江戸川大学では、3年次に所属したゼミナールで専門研究を行い、4年次には卒業論文を執筆します。各ゼミの指導教員は卒業論文のうち優秀な論文を優秀論文として推薦します。優秀論文発表会では、優秀論文を執筆した学生がプレゼンテーションを行い、最も優秀な論文が選考されます。

2025年度優秀論文

「20代におけるLGBT当事者とマジョリティの認識の差に関する研究―多様な在り方の理解をめぐって―」
関 りおさん

【論文概要】
本研究の目的は、20代のLGBT当事者と、LGBT当事者ではない若者との間にみられるLGBTに対する認識の差異を明らかにすることでした。
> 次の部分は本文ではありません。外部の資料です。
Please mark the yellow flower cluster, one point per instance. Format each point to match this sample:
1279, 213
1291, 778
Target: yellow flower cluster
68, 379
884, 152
LGBT当事者の認識についてはインタビュー調査に基づく質的分析を行い、LGBT当事者ではない若者の認識については質問紙調査の結果を量的に分析しました。さらに、両者の結果を比較検討することで、認識構造の特徴とその相違点を明らかにしました。分析の結果、次の二点が明らかとなりました。第一に、LGBT当事者ではない若者は、LGBTの存在や社会的立場に対して概ね肯定的な印象を有しているものの、その理解は画一的かつ表層的な水準にとどまっていること、第二にLGBT当事者においては、その当事者内部の多様性が社会的に十分理解されていないと感じていることが示唆されました。

【選考のポイント】
社会のさまざまな制度設計において、当事者の視点は尊重されるべき重要な観点であるという問題意識を、研究計画の段階から明確に位置づけ、それを一貫して論文全体に反映させた点は高く評価できます。また、「多様性」という概念が、個々人の立ち位置や社会的背景によって異なる意味を持ちうることを的確に問題定義した点も、本研究の優れた特色といえます。テーマ設定および方法論の構築にあたっては、試行錯誤を重ねながら検討を深め、その結果として、多様性をめぐる現代社会の課題に対し一石を投じる意義ある論文となりました。